The High court in Kampala issued orders to force government to regulate medical bills for Covid-19 patients. The worst place to be for an average Ugandan today is to be need of an Intensive Care Unit (ICU) bed so you could see another day.
It is understandable that the High court came to the side of the people in need of ICU and High Dependency Unit (HDU) beds but it is the wrong thing. Uganda subscribes to the liberal economy theory where everyone charges what they want. Demand and supply determine how much people charge.
In early June when many people were dying and as Ugandans looked for anything that could help them survive Covid-19, lemons, and I mean lemons, went from Shs 100 each in some markets in Kampala to Shs 2,000!
If you need a taxi in rush hours, they triple the transport fare from point A to B. Each fuel station in Kampala from the same brand has a different price per litre of petrol. In Bakuli near Mengo, a litre of petrol is cheaper by about Shs 500 than in Ntinda or Bukoto.
Schools charge exorbitant fees as medical facilities. A child in a nursery school who is trained how to use a potty, which it already knows, pays more than those at some universities. The reason is because parents are very excited when their offspring are still young.
As they grow, the excitement wanes but also there are more options. Some people go to universities while others abandon school and go do other things since they are adults.
The point is that in Uganda everyone charges whatever they want whether it is medical or not. And this didn’t start with Covid-19. Pediatricians to examine a child for flu charge as much as Shs 100,000 in consultancy fees!
How is the government going to regulate these fees? Cancer patients, long before Covid-19, have been paying enormous bills yet the government spends $150 million (Shs 555bn) a year on average taking its officials abroad for treatment. This is enough money to set up hospitals here.
I was looking at the Kampala Covid-19 ICU/HDU dashboard set up by the Association of Anesthesiologists of Uganda that gives real-time update of the availability of ICU/HDU. A hospital in one of the suburbs set up originally in a home less than 10 years ago has 17 ICU beds — the most in any private facility.
How did they get them? This hospital is run by a couple who are as old as the NRM has been in power. How did they set up the facility where the government has failed?
The easiest way for the government to regulate medical bills and even school fees is by building more hospitals and schools. Most people in government today who make decisions were either born in public hospitals or at home by traditional birth attendants.
The majority, if not all, went to public schools.
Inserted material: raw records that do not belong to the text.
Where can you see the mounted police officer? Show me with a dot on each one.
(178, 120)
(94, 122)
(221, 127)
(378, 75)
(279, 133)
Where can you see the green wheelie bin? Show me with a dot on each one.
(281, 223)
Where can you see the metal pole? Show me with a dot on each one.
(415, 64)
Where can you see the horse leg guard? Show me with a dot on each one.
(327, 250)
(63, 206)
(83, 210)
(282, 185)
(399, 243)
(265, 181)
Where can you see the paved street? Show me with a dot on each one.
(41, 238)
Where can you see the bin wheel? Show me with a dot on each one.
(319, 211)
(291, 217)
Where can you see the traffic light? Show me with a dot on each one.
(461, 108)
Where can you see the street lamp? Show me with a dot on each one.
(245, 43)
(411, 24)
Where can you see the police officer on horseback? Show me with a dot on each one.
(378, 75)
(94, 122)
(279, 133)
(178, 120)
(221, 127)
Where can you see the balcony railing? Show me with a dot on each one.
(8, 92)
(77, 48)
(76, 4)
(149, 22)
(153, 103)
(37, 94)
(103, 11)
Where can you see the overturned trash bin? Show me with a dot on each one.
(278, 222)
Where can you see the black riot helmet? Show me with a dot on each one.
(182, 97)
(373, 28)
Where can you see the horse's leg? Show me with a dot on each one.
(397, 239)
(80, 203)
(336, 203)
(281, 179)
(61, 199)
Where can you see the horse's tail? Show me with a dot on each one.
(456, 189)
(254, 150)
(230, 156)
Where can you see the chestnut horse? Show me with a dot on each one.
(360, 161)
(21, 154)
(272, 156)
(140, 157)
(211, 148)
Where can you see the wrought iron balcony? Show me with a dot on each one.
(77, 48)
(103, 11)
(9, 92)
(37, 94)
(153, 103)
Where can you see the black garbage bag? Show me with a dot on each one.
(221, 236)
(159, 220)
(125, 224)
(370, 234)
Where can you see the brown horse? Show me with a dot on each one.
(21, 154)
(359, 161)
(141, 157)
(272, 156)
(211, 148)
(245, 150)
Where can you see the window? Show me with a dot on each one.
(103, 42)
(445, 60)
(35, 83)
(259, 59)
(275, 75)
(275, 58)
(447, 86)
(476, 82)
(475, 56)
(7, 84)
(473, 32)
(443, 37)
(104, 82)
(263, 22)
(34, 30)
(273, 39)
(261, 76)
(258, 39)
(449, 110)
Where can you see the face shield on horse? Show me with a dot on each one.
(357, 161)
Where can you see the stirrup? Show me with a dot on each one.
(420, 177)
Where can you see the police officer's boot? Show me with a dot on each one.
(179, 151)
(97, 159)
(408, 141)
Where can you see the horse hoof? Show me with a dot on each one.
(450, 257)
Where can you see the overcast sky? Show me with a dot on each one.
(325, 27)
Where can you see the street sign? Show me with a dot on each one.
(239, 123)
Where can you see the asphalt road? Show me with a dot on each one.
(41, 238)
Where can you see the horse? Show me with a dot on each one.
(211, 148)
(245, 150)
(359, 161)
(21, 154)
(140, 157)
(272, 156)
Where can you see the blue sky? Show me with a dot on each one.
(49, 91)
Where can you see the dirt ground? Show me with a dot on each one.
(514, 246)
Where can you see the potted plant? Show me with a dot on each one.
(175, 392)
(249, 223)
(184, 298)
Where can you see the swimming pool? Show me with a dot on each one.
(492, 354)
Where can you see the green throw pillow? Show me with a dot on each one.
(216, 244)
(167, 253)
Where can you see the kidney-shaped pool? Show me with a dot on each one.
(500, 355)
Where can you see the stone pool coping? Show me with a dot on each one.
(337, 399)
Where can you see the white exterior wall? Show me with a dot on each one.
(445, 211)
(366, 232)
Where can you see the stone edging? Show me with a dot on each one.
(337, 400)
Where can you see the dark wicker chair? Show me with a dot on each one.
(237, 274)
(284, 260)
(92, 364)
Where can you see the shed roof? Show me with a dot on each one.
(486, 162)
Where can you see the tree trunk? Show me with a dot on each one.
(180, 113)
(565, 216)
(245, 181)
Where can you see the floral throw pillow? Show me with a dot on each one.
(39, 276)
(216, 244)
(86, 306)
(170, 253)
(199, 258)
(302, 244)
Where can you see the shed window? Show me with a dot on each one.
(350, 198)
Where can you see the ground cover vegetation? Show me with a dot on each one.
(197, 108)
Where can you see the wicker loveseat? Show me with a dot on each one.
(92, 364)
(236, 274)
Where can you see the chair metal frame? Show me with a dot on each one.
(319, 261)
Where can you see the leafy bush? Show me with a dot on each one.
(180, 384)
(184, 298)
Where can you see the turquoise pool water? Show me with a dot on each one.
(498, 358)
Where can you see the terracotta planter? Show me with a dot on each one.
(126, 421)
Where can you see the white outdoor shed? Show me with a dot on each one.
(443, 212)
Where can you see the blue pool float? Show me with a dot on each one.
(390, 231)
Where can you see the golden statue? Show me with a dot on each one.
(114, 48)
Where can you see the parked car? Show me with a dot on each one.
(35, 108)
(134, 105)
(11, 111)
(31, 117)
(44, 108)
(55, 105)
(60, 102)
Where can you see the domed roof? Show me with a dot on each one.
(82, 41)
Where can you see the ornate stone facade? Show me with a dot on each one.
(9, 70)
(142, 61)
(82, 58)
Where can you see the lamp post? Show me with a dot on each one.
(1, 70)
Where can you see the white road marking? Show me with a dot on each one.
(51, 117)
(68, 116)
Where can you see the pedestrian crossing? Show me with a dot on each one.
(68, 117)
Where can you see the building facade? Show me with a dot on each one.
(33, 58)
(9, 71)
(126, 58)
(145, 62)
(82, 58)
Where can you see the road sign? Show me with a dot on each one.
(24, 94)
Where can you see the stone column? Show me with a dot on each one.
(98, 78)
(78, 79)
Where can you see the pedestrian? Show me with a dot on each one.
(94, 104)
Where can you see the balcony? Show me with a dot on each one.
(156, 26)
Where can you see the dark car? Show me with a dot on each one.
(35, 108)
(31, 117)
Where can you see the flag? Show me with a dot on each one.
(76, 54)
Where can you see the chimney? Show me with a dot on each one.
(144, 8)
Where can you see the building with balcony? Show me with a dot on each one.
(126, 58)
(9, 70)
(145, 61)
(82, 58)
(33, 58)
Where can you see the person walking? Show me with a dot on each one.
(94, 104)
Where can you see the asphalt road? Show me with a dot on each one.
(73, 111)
Today, nobody with some little income wants to take their children to public schools. People rather take on unbearable debt borrowing school fees to give their children a fighting chance later in life than sending them to a school where they won't learn much.
Uganda's population has significantly grown over the last 30 years from 18 million to 45 million today but the public facilities such as schools and health facilities haven’t. If we had working public schools and hospitals, we wouldn’t be running to court to regulate anything.
The super wealthy would take their children to the few expensive private schools while the majority would be fine with public schools. The same with hospitals.
The best way to regulate medical bills in private hospitals is by having effective public hospitals in adequate numbers to match the population. The private hospitals will then charge what is acceptable to stay in business. They would also improve their service to attract the super wealthy customers. The same would be for schools.
Today, we have 529 members of parliament. The argument for the proliferation of political constituencies is to serve the population. Why don’t we flip the chart and ensure that before a constituency is set up, there is a proper well-managed hospital and public schools to serve the increasing population?
Do people want more MPs or more hospitals and schools? The money spent on a single MP every five-year term is enough to set up a hospital and a school in that area.
If we invested in such for 10 years and then brought in MPs, the MPs wouldn’t have to buy 25-year-old Toyata Super Custom vans and paint them with a cross and the word ambulance.
The writer is a communication and visibility consultant.